3. The Paradise Lost Trilogy
In 1993 three young boys Steve Branch, Michael Moore, and Christopher Byers got brutally murdered with the suspects being local teenage outcasts Damien Echols, Jessie Misskelley, Jr. and Jason Baldwin later known as the 'West Memphis Three'. Echols was sentenced to the death penalty, Misskelley sentenced to life imprisonment plus two 20-year sentences and Baldwin was sentenced to life imprisonment.
Luckily, Echols didn't actually get given the death penalty and all three were released in 2011 after they entered Alford Pleas, which allowed them to assert their innocence and were sentenced to time served, effectively freeing them after no DNA from the suspects was found on the children or anywhere around the crime scene. The first in the trilogy, 'Paradise Lost - The Child Murders at Robin Hood Hills' follows the trials and portrays how the police convicted Echols solely because he was an outcast who liked to dress all in black and listen to heavy metal. Similar to Brendan Dassey in 'Making a Murderer', Misskelley wasn't very intelligent and had an IQ of 68. After he had been interrogated for 12 hours he signed a confession that implicated both Echols and Baldwin. The documentary was so popular the 'West Memphis Three' gained support from Johnny Depp, Pearl Jam's Eddie Vedder, Henry Rollins and the Dixie Chicks' Natalie Maines who all campaigned that they were innocent.

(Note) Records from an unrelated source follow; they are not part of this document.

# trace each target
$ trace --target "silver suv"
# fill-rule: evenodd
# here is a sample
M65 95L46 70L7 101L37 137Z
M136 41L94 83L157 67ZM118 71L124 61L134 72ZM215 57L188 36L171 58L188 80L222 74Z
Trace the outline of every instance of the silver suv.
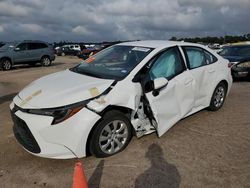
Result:
M0 68L10 70L17 64L50 66L55 60L51 45L42 41L22 41L6 43L0 48Z

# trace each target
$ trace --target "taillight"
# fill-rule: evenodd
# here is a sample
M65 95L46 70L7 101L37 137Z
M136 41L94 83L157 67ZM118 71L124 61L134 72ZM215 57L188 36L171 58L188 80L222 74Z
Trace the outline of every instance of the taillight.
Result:
M227 66L228 66L228 68L232 68L233 65L234 65L234 63L229 62Z

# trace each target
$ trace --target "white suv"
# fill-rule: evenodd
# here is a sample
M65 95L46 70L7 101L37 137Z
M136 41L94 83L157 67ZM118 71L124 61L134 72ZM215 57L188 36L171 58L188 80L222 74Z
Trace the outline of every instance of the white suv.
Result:
M121 43L19 92L10 105L14 133L37 156L107 157L133 133L160 137L186 116L220 109L231 85L228 61L204 46Z

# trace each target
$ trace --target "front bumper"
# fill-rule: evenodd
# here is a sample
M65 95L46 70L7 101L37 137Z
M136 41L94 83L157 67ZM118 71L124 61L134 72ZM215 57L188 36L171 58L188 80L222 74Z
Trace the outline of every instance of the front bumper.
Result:
M51 125L53 117L23 112L17 105L10 105L17 141L29 153L40 157L67 159L86 156L89 133L101 118L83 108L71 118Z

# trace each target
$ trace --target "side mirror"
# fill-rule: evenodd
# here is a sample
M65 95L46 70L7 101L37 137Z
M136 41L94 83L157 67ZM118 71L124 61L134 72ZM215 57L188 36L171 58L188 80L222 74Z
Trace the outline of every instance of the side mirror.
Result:
M154 89L160 90L168 85L168 79L164 77L156 78L154 80Z
M15 48L15 51L20 51L20 48L18 48L18 47L17 47L17 48Z

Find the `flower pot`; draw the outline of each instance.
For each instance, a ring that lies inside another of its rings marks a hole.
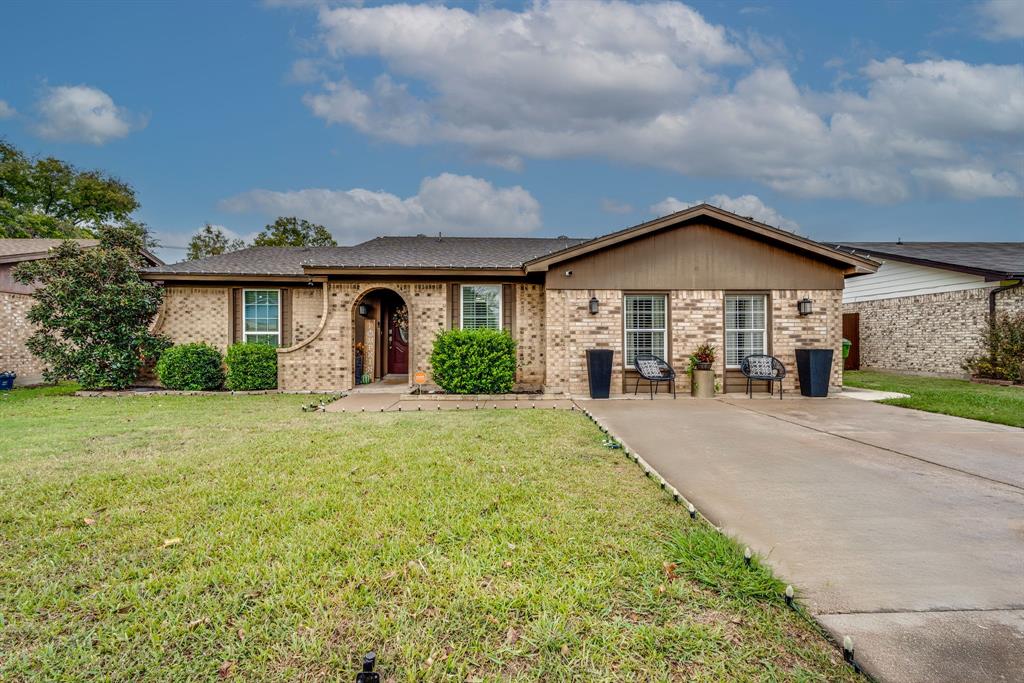
[[[608,398],[612,385],[612,354],[611,349],[587,349],[590,398]]]
[[[804,396],[828,396],[828,383],[832,376],[832,349],[797,349],[796,373],[800,378],[800,393]]]
[[[694,398],[714,398],[715,371],[695,369],[691,375],[690,395]]]
[[[697,369],[698,370],[710,370],[711,366],[712,366],[712,363],[704,363],[704,362],[698,362],[697,363]]]

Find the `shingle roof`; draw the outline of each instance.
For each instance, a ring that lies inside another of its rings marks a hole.
[[[996,276],[1024,275],[1024,242],[840,242],[845,251],[951,270],[983,271]]]
[[[566,237],[377,237],[352,247],[249,247],[147,268],[174,275],[302,275],[320,268],[518,268],[584,242]]]
[[[95,247],[99,240],[75,240],[82,247]],[[0,239],[0,256],[36,256],[45,254],[54,247],[59,247],[64,240],[40,239],[40,238],[13,238]],[[12,260],[12,259],[8,259]]]
[[[585,242],[568,237],[377,237],[319,251],[305,261],[335,268],[519,268]]]
[[[180,275],[302,275],[302,262],[316,252],[348,247],[248,247],[195,261],[145,268],[147,273]]]

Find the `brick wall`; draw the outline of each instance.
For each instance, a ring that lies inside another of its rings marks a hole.
[[[810,315],[797,313],[796,304],[807,297],[813,303]],[[780,289],[771,294],[772,355],[786,366],[783,387],[796,391],[800,382],[796,371],[796,349],[832,349],[834,387],[843,385],[843,292],[840,289]]]
[[[231,288],[167,287],[155,331],[175,344],[206,342],[227,351],[231,344]]]
[[[1024,285],[996,294],[996,313],[1024,313]]]
[[[28,294],[0,292],[0,371],[17,373],[19,385],[43,381],[43,363],[25,348],[34,331],[26,317],[33,303]]]
[[[983,350],[990,289],[967,289],[843,305],[860,314],[862,368],[966,375],[965,358]],[[1024,312],[1024,287],[996,298],[998,313]]]
[[[591,315],[590,290],[548,290],[546,292],[547,382],[552,391],[585,395],[587,389],[586,349],[610,348],[615,352],[612,394],[622,393],[623,332],[621,290],[594,290],[599,313]],[[814,301],[814,313],[797,314],[796,302],[804,297]],[[689,390],[689,356],[699,344],[718,347],[715,373],[725,373],[723,353],[725,293],[717,290],[675,290],[669,293],[671,315],[671,361],[679,376],[680,391]],[[842,291],[776,290],[771,292],[772,348],[789,374],[784,386],[799,388],[795,350],[801,347],[831,348],[832,384],[842,386]]]
[[[516,285],[517,345],[516,381],[523,385],[544,384],[544,286]]]
[[[690,354],[705,342],[718,349],[715,361],[715,376],[725,374],[725,354],[722,353],[722,339],[725,337],[723,306],[725,294],[721,290],[678,289],[669,296],[671,310],[670,331],[672,335],[672,360],[669,363],[676,370],[677,390],[690,390]]]
[[[591,315],[590,298],[598,313]],[[546,382],[550,391],[587,393],[587,349],[611,349],[611,393],[622,393],[622,291],[549,289],[545,292]]]
[[[353,316],[362,296],[374,289],[397,292],[409,308],[409,372],[430,373],[434,337],[448,317],[447,288],[441,283],[332,282],[327,322],[308,344],[278,352],[278,387],[295,390],[348,390],[353,386]]]
[[[307,339],[320,327],[324,310],[324,290],[314,287],[292,289],[292,344]]]

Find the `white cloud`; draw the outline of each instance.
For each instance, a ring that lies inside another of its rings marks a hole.
[[[766,223],[767,225],[771,225],[776,228],[782,228],[783,230],[796,232],[800,227],[799,223],[789,220],[772,207],[765,205],[765,203],[761,201],[760,197],[752,194],[744,194],[739,197],[716,194],[708,197],[703,202],[684,202],[676,199],[675,197],[666,197],[657,204],[651,206],[650,212],[655,216],[667,216],[670,213],[675,213],[676,211],[682,211],[683,209],[688,209],[691,206],[697,206],[698,204],[705,203],[717,206],[720,209],[725,209],[726,211],[731,211],[740,216],[753,218],[755,221]]]
[[[633,205],[604,197],[601,199],[601,210],[605,213],[633,213]]]
[[[6,101],[0,100],[0,119],[9,119],[17,113],[14,107],[7,104]]]
[[[522,234],[541,226],[540,204],[522,187],[499,188],[473,176],[424,178],[406,198],[384,191],[250,190],[220,203],[226,211],[299,216],[326,225],[341,244],[381,234]]]
[[[922,170],[979,157],[996,176],[1019,174],[1019,64],[889,59],[867,64],[856,90],[815,91],[778,63],[784,44],[743,41],[677,2],[322,7],[318,24],[324,59],[385,66],[372,83],[308,92],[314,115],[507,168],[601,157],[873,202],[907,199]]]
[[[994,173],[986,168],[924,168],[912,172],[924,185],[940,195],[957,199],[1020,197],[1021,184],[1011,173]]]
[[[984,35],[991,40],[1024,38],[1024,0],[988,0],[978,5]]]
[[[110,95],[87,85],[48,87],[37,108],[36,132],[50,140],[102,145],[146,125],[144,118],[118,107]]]

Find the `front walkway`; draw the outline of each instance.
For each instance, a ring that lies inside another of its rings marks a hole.
[[[567,398],[529,398],[498,400],[451,400],[452,397],[436,397],[424,394],[418,398],[409,394],[353,391],[344,398],[332,401],[324,408],[328,413],[380,413],[380,412],[422,412],[437,410],[577,410],[576,404]]]
[[[1019,681],[1024,430],[839,399],[578,401],[885,681]]]

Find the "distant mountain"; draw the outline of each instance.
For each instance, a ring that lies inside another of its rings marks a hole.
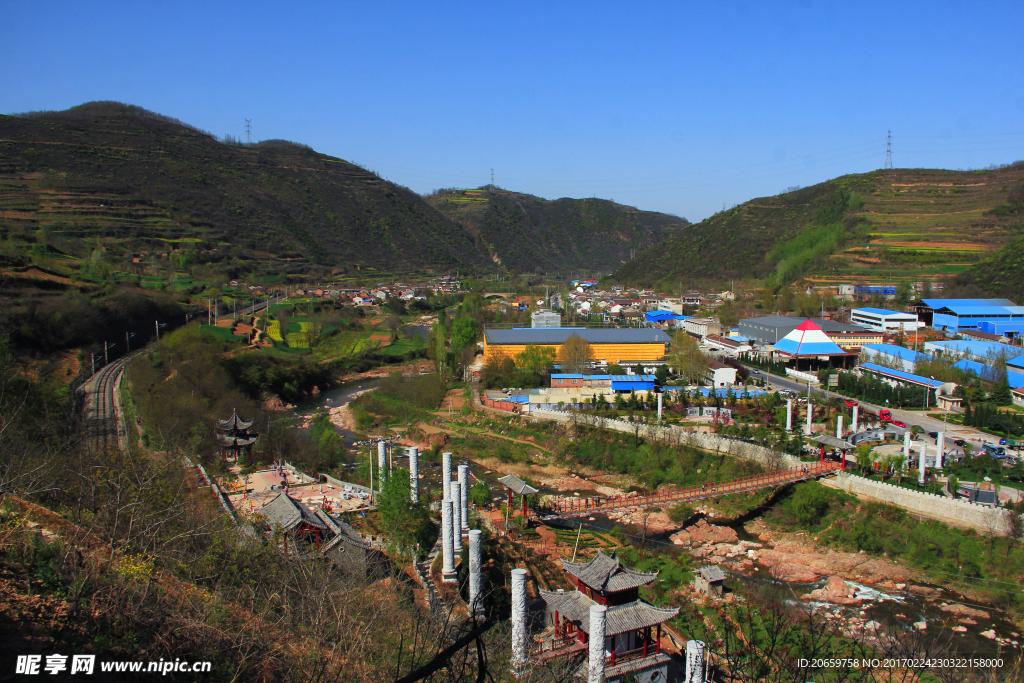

4. The Case Of: Jonbenét Ramsey
A CBS special, UK viewers can find easy access on YouTube, 'The Case Of: Jonbenét Ramsey' features several world-wide crime experts tear apart the whole case and dig deep for the truth of the story that shocked America twenty years ago. Ramsey was just six years old at the time of her murder and also a beauty pageant queen, following in the footsteps of her mother. She was found dead in the basement of her home on Christmas Day 1996 with all the signs of a staged kidnapping. The experts thoroughly investigate every detail from the ransom letter and the 911 phone call all the way to what the pineapple inside the stomach of Ramsey actually means.